A realidade é mais estranha do que a ficção, diz o ditado. O documentário A Artista e o Ladrão, que estreia nesta sexta-feira (7), mostra que também pode ser mais imprevisível, improvável, até inverossímil.
Dirigido pelo norueguês Benjamin Ree, o filme recebeu o Prêmio Especial do Júri no Festival de Sundance do ano passado, na categoria Escrita Criativa, ganhou o troféu do público na mostra de Londres e chegou à lista de semifinalistas do Oscar 2021 de melhor documentário. Entra em cartaz nas plataformas de streaming Apple TV, Google Play, YouTube, Claro Now, Vivo Play e Sky Play.
A Artista e o Ladrão (no original, Kunstneren og Tyven) conta a história de dois perdidos numa noite suja de tinta. Ela é a tcheca Barbora Kysilkova, uma jovem artista nascida em 1983 e radicada em Oslo, capital da Noruega, onde luta pelo reconhecimento de seu trabalho e para pagar as contas. Ele é o norueguês Karl-Bertil Nordland, um viciado em drogas na casa dos 30 anos e com o corpo coberto por tatuagens e cicatrizes.
Em 2015, Bertil e um comparsa invadiram a galeria de arte Nobel e cuidadosamente roubaram as duas pinturas mais valiosas da exposição de Barbora: Swan Song, que retrata um cisne morto entre juncos, e Chloe and Emma, que mostra duas meninas em um sofá. Como a ação foi flagrada pelas câmeras de segurança, os ladrões foram rapidamente identificados e capturados pela polícia, mas as telas já não estavam mais com eles.
Barbora comparece ao julgamento de Bertil e, movida por uma mistura incontrolável de curiosidade e vaidade, a artista decide se aproximar do ladrão. Convida-o — na verdade, é quase como uma imposição — para ser retratado por ela.
Essas são só as primeiras surpresas registradas pelo diretor Benjamin Ree. O roteiro trabalha bem com as inúmeras viradas nessa trama da vida real. Cria suspense ao não traçar uma linha reta na cronologia: ora acompanhamos os fatos pela perspectiva de Barbora, ora pela de Bertil. O recurso também esclarece e ressignifica cenas. Como, por exemplo, a de quando a pintora descortina ao modelo seu retrato. O norueguês, que antes contara que, do seu grupo de 13 amigos da adolescência, apenas dois ainda estavam vivos ("Os outros foram mortos, se mataram, sofreram overdoses..."), olha para a tela como se estivesse vendo um fantasma de si mesmo. Oscila entre o choque e o choro. Finalmente, ele argumenta depois, alguém havia o enxergado. (Você pode ver a sequência no vídeo abaixo.)
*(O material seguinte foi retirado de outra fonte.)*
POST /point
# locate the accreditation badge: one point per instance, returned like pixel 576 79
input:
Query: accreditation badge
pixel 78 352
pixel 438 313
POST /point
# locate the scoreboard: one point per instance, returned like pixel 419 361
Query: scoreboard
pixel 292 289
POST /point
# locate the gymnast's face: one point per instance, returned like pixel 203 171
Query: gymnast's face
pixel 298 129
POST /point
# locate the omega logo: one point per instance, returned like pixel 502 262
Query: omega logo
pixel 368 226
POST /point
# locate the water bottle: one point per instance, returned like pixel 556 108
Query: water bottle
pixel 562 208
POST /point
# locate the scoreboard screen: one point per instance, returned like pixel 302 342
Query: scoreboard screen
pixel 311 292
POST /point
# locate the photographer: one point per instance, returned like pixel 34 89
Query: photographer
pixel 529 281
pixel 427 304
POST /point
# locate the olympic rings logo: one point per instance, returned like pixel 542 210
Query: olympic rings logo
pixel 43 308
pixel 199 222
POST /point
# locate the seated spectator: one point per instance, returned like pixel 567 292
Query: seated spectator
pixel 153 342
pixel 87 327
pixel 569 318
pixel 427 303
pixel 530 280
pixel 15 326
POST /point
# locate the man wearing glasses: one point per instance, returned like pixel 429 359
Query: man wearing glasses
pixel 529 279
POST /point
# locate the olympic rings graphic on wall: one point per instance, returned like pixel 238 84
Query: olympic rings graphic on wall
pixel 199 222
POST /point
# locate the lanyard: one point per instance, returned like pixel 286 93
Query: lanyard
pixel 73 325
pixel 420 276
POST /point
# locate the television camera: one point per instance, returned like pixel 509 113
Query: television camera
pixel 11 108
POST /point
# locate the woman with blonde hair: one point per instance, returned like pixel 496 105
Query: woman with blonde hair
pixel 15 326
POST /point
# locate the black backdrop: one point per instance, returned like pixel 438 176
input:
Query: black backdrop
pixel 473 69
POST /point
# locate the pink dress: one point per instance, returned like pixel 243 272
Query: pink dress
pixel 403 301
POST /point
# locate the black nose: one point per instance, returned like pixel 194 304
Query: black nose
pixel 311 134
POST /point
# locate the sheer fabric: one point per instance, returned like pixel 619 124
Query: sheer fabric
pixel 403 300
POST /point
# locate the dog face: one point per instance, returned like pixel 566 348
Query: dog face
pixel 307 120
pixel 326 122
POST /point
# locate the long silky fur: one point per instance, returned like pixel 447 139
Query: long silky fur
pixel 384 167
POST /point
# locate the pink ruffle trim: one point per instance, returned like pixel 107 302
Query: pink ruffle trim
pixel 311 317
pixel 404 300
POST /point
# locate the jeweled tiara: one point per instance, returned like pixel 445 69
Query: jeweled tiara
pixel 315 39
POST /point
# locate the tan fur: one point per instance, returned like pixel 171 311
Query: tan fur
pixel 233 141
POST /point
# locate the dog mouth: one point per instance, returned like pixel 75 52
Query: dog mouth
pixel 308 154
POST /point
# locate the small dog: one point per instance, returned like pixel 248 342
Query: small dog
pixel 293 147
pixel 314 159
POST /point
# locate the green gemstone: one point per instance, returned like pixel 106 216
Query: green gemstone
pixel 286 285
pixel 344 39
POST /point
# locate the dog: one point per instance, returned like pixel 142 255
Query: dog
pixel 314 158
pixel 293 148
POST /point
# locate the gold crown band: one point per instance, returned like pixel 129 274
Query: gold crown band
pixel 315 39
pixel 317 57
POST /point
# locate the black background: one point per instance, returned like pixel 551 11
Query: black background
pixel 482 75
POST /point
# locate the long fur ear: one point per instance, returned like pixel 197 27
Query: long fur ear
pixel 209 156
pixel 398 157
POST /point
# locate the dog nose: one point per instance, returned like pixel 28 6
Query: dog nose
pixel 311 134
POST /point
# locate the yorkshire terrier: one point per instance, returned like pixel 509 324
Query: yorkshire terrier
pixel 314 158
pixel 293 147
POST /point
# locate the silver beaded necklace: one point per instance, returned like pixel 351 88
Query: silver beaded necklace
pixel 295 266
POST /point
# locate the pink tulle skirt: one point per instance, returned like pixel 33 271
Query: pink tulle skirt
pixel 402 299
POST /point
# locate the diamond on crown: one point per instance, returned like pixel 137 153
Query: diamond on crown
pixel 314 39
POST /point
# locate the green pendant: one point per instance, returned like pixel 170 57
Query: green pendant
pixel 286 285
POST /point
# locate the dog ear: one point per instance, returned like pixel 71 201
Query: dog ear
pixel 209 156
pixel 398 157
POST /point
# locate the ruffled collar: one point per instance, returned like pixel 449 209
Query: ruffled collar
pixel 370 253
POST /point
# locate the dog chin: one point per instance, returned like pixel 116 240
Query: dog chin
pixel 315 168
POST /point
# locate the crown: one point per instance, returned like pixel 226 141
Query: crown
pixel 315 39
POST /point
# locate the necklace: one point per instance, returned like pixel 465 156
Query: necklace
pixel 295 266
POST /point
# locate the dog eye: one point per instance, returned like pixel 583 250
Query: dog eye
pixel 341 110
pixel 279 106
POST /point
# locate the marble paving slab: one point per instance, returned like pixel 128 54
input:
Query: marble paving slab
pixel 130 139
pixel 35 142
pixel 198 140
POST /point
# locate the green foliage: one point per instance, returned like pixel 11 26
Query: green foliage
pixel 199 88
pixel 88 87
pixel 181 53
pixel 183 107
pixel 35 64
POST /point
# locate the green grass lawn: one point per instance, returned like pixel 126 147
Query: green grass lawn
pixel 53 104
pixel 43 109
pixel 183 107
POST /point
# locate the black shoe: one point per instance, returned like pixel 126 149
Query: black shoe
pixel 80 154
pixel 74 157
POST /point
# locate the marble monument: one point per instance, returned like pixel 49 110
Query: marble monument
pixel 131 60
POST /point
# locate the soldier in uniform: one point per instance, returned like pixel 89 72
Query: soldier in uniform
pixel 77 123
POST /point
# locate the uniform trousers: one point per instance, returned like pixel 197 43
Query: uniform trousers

Aos poucos, o documentário nos permite entender melhor o que uniu os dois. A evidência física, os quadros roubados, foram apenas a ponta do iceberg: há uma conexão espiritual, e muito forte (a ponto de pensarmos na possibilidade de um romance), entre Barbora e Bertil. São duas almas solitárias e fragilizadas por episódios do passado, duas pessoas que abraçaram a escuridão em busca de algum tipo de proteção ou redenção.
Ao longo de uma hora e 46 minutos, seremos brindados por ponderações sobre arte e inspiração, sobre culpa e compaixão, sobre primeiras impressões e o que há por baixo das camadas de tinta social. Entrementes, os lances inesperados se sucedem. Desde pesadas discussões de casal (ainda que temperadas por uma espécie de frieza nórdica) a situações de risco de morte, passando por momentos de intimidade nos quais Barbora e Bertil parecem estar alheios à presença de uma câmera, até culminar em uma revelação final que é emocionalmente avassaladora.
Cheia de drama e de reviravoltas e estrelada por personagens complexos, natural que a história contada no documentário acabasse despertando o interesse da ficção. Em novembro passado, foi anunciado que a distribuidora independente nova-iorquina Neon (a mesma que lançou Parasita no mercado dos Estados Unidos e depois comemorou o Oscar do filme-sul-coreano) se associou às produtoras Blueprint Pictures e StudioCanal para fazer uma adaptação, com atores, de A Artista e o Ladrão.